Two days later, Greece suddenly re-entered the fray. News leaked that Greece was discussing leaving the euro. It roiled the markets, and the euro plummeted from $1.48 to less than $1.44 over the weekend.
Greek bonds now trade with yields greater than 20%, implying an imminent threat of default.
Europe has two possible courses of action... either will destroy the euro... while making us a nice profit.
Either Way, the Euro Will Crater
The first course of action is for the ECB to buckle and give Greece another bailout. (Greece is looking for 30 billion euros.)
If that happens, we will see the euro slide again. The reason is simple. A bailout means money-printing. That devalues a currency. It also reminds investors the strength of the currency they are holding is only as good as the strength of the economy behind it.
The ECB isn't doing so well. Greece is back for round two. Ireland and Portugal are suffering. This time, the euro may slide even further than $1.20. If Spain goes, look out below. As we've explained before, the euro bailout fund is nothing by empty promises from bankrupt countries. The only way to bail out Europe is to pull a "Bernanke" – print, baby, print.
Regardless of how the situation is handled, it won't solve Greece's problems. Greece has a solvency problem... not a liquidity problem it can fix with a few extra euros. The country is essentially bankrupt. You know about its debt and deficit quandary, but...

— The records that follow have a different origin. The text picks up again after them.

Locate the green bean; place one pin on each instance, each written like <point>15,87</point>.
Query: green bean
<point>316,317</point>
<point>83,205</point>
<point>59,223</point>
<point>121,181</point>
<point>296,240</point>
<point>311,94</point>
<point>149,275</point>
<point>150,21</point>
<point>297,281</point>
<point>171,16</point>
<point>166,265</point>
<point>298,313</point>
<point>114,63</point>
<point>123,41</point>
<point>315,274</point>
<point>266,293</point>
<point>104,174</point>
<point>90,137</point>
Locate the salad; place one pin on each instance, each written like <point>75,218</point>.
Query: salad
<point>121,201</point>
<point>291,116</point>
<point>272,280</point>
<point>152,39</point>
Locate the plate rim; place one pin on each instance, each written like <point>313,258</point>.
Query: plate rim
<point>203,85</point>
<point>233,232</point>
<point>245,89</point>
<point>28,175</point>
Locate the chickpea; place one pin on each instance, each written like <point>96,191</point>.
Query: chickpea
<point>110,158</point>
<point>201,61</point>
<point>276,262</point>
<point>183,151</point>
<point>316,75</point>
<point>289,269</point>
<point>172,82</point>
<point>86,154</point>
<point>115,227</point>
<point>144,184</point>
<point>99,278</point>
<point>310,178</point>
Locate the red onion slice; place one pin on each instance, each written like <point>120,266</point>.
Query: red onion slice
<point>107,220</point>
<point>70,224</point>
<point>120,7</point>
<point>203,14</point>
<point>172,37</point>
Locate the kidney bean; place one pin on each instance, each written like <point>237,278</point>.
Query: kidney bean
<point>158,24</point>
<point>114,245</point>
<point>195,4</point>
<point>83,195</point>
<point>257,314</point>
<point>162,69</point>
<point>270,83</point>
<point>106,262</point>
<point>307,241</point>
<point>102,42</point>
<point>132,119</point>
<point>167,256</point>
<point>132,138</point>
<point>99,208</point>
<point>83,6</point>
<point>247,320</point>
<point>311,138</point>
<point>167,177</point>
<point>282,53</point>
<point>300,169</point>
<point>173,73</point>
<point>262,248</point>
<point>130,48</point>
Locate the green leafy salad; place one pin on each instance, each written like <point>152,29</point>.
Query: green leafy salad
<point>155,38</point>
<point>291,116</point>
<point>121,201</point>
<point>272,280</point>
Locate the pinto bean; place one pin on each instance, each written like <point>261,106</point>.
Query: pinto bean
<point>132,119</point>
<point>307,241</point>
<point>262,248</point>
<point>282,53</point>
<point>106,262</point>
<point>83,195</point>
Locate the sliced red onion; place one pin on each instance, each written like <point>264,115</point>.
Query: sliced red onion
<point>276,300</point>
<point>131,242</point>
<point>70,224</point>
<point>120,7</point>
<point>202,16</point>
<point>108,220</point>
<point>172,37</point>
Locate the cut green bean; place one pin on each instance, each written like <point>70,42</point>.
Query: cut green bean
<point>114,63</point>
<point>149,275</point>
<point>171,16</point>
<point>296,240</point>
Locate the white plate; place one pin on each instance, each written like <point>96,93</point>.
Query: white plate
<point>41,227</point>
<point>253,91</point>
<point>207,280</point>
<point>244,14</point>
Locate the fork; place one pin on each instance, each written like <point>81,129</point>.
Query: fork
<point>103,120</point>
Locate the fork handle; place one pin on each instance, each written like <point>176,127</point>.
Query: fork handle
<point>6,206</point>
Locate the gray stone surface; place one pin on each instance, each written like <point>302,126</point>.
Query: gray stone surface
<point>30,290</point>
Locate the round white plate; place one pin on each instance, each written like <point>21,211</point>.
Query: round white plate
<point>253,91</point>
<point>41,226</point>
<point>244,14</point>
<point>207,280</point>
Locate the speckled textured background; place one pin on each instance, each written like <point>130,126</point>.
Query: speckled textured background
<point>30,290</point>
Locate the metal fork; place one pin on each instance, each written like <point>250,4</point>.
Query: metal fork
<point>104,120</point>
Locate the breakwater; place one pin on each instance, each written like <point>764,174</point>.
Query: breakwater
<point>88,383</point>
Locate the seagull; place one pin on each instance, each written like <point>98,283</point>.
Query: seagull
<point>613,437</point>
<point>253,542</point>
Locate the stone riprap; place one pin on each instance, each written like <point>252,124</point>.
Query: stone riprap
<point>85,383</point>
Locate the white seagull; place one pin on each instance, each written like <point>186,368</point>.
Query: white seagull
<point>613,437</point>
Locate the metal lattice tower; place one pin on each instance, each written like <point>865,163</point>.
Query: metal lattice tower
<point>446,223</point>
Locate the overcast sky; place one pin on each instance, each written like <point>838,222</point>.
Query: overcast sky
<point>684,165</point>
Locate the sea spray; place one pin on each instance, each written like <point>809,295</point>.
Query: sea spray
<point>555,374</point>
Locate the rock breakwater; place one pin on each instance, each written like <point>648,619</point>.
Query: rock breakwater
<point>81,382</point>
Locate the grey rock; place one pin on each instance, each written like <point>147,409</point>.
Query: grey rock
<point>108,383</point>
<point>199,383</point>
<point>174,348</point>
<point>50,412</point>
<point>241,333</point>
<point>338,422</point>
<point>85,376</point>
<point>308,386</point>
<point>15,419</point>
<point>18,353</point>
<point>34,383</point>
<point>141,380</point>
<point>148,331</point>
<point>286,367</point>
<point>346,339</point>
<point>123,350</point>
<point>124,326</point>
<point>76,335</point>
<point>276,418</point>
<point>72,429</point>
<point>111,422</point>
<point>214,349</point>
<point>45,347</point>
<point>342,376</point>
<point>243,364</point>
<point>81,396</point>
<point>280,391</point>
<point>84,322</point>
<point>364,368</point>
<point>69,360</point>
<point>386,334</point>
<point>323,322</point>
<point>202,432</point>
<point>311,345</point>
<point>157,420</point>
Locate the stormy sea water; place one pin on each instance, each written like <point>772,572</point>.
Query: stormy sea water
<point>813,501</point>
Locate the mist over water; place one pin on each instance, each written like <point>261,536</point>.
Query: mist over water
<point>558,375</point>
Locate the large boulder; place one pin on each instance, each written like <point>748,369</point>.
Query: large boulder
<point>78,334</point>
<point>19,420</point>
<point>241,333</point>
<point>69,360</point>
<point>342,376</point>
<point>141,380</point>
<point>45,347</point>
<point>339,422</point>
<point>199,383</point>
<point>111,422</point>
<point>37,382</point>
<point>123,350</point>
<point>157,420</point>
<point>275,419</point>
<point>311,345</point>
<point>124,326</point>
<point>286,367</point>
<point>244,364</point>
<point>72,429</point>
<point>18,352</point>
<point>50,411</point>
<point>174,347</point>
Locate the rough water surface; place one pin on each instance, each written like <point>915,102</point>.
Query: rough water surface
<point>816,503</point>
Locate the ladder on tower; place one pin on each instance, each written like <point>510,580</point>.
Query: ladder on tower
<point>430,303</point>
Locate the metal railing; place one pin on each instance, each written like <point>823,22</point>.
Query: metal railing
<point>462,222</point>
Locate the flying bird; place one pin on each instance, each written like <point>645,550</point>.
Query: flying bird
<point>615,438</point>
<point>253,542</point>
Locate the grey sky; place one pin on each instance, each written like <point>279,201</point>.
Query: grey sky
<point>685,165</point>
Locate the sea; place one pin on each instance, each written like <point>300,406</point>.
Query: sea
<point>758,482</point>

What's really hitting it in the mouth is its "business" keeps losing sales. The economy, heavily dependent on tourism and overseas shipping, is shrinking. Tourists are no longer going to Greece. The reports of how depressed most of the people are don't play well. The people who aren't depressed are angry and given to striking and rioting. Greece is not a place anyone wants to visit. The Greece-based shippers are losing business to competitors elsewhere, many of them based in Asia where growth is heating up.
Greece's economy shrank 2% in 2009 and 4% in 2010. In 2011, it is forecast to shrivel another 3%. Greece is on its way out of business. Who wants to lend money to a country going bankrupt? The Germans are tired of it. The Finns are raising hell, too. Without their votes, Greece isn't getting any ECB money... All 17 euro countries have to agree to a bailout.
This brings us to the second course of action: Greece leaves the euro. This is really the only ultimate course of action. It gives Greece one huge new advantage: It allows it to have its own currency that can be valued by the markets according to its specific economic conditions and managed by its own central bank.
Otherwise, Greece is left in a trap – along with the other 16 euro members – where currency adjustments are painful and made by political consensus among those whose interests and situations are completely alien. Greece is an economic disaster, Germany a juggernaut.